Can you give advice on how you remain true to yourself, especially during these times, while still remaining professional?

I don’t take on or align myself with any project that compromises my integrity. I have turned down thousands of dollars because the project went against my moral compass. Those that navigate the journey the right way know that good karma will always come back to you. I stay true to myself. I am very proud of my Black counterparts in PR that are doing their thing and I know in due time, mine will come. I know things are manifesting.

Photo Source: Cootchill Nelson

What tips would you give Black millennials interested in pursuing a career in PR?

Don’t take no for an answer. Be steadfast and know what you want. Also, be very self-sufficient. Know that you’re enough. If you really come up with a game plan and align yourself with your goals, you are just enough. You can do anything you put your mind to with the proper mindset.

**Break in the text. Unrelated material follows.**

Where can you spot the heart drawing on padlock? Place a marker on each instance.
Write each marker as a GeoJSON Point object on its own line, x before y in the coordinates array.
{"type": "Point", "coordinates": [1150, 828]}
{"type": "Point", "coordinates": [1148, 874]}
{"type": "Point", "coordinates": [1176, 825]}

What inspires you to continue on the entrepreneurship and PR journey everyday?

Because I got it organically. I didn’t get any handouts. I did everything in my time, on God’s timing and I really took my time with the process. I genuinely put in the work to get to where I am and I can’t wait to see my growth in the future.

What’s next for Nasha Clark?

Hopefully law school. I’m vetting some right now. I just became incorporated so I’m excited to expand my business and my company. There’s so much more out there that I haven’t seen yet but I’m so excited to take on things that align with my character and my business.